Of course, SBA still requires certain criteria to be met, but the program still has a beneficial net effect on the number of smaller construction companies that are allowed to compete for government projects.

The Surety and Fidelity Association of America summed it up best: "For more than 40 years, the Surety Bond Guarantee (SBG) program has helped small and emerging contractors who have the knowledge and skills necessary for success, but lack the combination of experience and financial strength, to obtain bonds through regular commercial channels."

The first of the major amendments to the SBG Program is in regard to the Prior Approval Program's Quick Bond Application option, commonly referred to as Plan A, under which contractors are able to get bond guarantees from SBA with fewer documents, speeding up the entire process.

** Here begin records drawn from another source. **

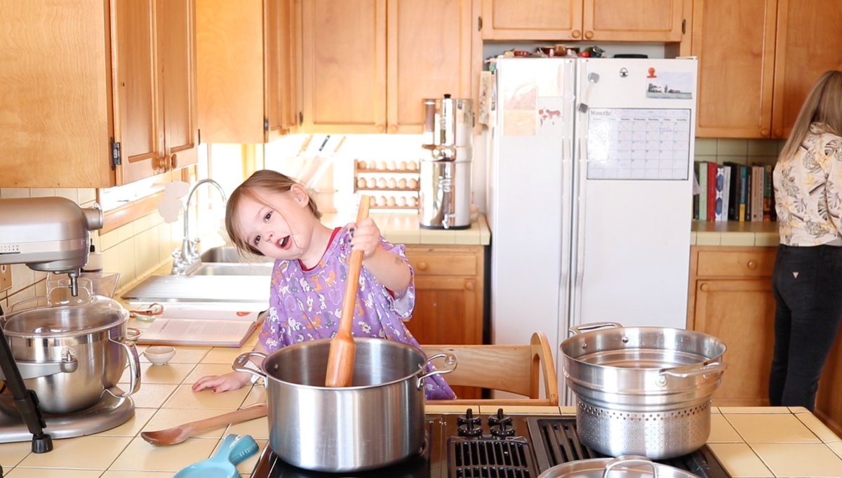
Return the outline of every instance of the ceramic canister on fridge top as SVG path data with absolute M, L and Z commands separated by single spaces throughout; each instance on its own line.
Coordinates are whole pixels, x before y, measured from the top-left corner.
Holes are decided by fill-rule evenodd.
M 421 227 L 464 229 L 471 226 L 472 101 L 445 94 L 424 100 L 418 215 Z

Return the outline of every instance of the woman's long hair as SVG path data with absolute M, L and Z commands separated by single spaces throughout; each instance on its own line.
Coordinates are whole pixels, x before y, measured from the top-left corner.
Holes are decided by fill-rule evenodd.
M 781 150 L 780 160 L 792 157 L 813 123 L 822 123 L 827 132 L 842 136 L 842 72 L 825 72 L 813 85 L 792 125 L 790 137 Z

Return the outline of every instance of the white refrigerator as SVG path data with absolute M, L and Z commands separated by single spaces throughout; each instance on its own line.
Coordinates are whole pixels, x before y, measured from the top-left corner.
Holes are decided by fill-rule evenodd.
M 685 327 L 696 61 L 509 58 L 489 114 L 491 337 Z

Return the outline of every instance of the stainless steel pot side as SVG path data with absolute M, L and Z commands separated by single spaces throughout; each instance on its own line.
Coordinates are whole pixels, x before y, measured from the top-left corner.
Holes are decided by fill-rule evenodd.
M 724 343 L 685 329 L 616 322 L 570 332 L 561 350 L 583 443 L 611 456 L 661 459 L 707 441 L 711 396 L 726 369 Z
M 397 463 L 424 446 L 424 379 L 453 371 L 456 356 L 427 358 L 412 346 L 380 338 L 354 341 L 349 387 L 324 386 L 330 339 L 235 360 L 235 370 L 265 380 L 269 446 L 284 461 L 317 471 L 360 471 Z M 247 368 L 253 357 L 263 358 L 263 373 Z M 444 367 L 426 372 L 440 358 Z
M 140 360 L 134 343 L 126 337 L 128 319 L 118 302 L 94 295 L 82 304 L 13 312 L 3 327 L 26 386 L 35 391 L 41 409 L 68 413 L 95 405 L 104 393 L 120 397 L 140 389 Z M 113 387 L 126 361 L 130 390 L 123 392 Z
M 689 471 L 655 463 L 645 456 L 578 459 L 557 465 L 538 478 L 699 478 Z

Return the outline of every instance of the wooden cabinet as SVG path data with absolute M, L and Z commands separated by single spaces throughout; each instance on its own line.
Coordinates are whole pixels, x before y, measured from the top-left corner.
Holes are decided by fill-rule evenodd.
M 199 129 L 264 143 L 296 126 L 295 2 L 196 0 Z
M 683 0 L 482 0 L 482 39 L 677 42 L 684 17 Z
M 301 130 L 419 133 L 424 98 L 470 98 L 471 7 L 303 0 Z
M 718 337 L 727 347 L 723 361 L 728 368 L 712 396 L 716 406 L 769 405 L 775 250 L 691 248 L 687 327 Z
M 810 88 L 842 68 L 842 3 L 695 0 L 699 137 L 785 138 Z
M 193 0 L 0 7 L 0 186 L 96 188 L 196 162 Z
M 418 343 L 482 343 L 484 247 L 408 245 L 406 252 L 415 272 L 415 308 L 407 327 Z M 482 396 L 475 387 L 453 390 L 459 398 Z

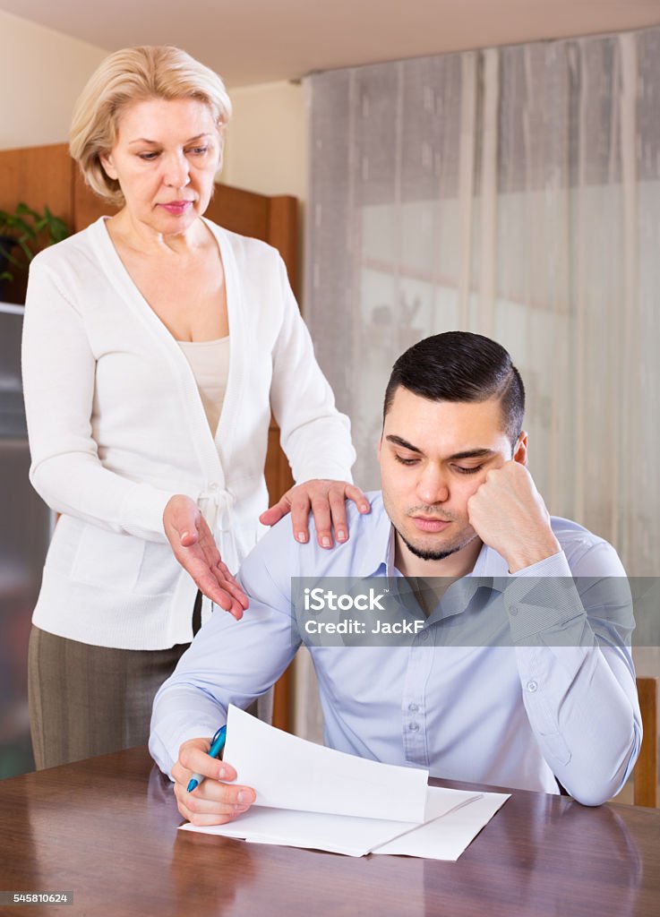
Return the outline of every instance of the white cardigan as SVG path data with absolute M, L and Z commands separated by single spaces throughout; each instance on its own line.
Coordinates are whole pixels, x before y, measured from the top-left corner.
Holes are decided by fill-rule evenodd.
M 62 514 L 34 624 L 84 643 L 160 649 L 192 638 L 196 594 L 163 531 L 186 493 L 237 565 L 265 531 L 270 410 L 296 481 L 350 481 L 349 423 L 316 363 L 278 252 L 208 221 L 231 340 L 218 428 L 124 268 L 104 217 L 32 262 L 23 333 L 30 481 Z

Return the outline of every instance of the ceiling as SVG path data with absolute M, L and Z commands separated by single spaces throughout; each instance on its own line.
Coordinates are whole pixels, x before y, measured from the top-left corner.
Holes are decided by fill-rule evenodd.
M 229 86 L 660 24 L 660 0 L 0 0 L 0 9 L 108 50 L 179 45 Z

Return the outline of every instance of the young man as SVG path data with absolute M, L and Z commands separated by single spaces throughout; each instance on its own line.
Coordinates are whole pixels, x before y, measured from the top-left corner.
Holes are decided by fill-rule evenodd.
M 548 515 L 526 469 L 523 409 L 518 370 L 487 337 L 436 335 L 400 358 L 371 514 L 354 512 L 332 552 L 276 526 L 242 567 L 243 619 L 215 614 L 156 697 L 149 747 L 185 818 L 220 823 L 254 801 L 231 762 L 206 754 L 208 736 L 302 640 L 335 748 L 434 777 L 548 792 L 559 782 L 589 805 L 618 791 L 642 735 L 625 573 L 609 544 Z M 334 629 L 309 613 L 326 577 L 369 578 L 365 595 L 383 584 L 371 604 L 388 594 L 402 635 L 383 643 L 387 611 L 360 617 L 356 604 Z M 188 793 L 192 772 L 214 779 Z

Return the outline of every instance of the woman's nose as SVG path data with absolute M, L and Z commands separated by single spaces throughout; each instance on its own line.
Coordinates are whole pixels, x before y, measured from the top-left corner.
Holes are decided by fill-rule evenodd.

Up until the new amendment, contractors were able to apply for a Plan A SBA bond guarantee only for projects of up to $250,000. This was raised to $400,000 with the new changes, allowing small contractors to bid for many more contracts.

The SBA also said they will do everything in their power to speed up the approval process, which would enable construction companies to be more agile when submitting their bids for projects.

The other part of the SBG Program that underwent major changes thanks to the new amendments is the Preferred Surety Bond Program (Plan B). Under this program, a number of sureties across the country were authorized by the SBA to issue and monitor surety bonds to SBG-eligible small contractors without SBA's approval.

The new changes are increasing the guarantee percentage in this program, from 70 percent to 90 percent for projects below $100,000 and for small contracting businesses owned by disadvantaged individuals, veterans, HUBZone companies and 8(a) companies. This change is envisioned to provide more security to sureties who issue the bonds, which should stimulate them into providing bonds to a larger number of small construction firms.

These are just two of the most impactful changes to the SBG Program and if you want to see the details, make sure to visit this page.

It should also be pointed out that The Surety and Fidelity Association of America and the National Association of Surety Bond Producers recommended these changes back in 2012 when they released a paper called "Revitalizing the SBA Bond Guarantee Program." Better late than never, as they say.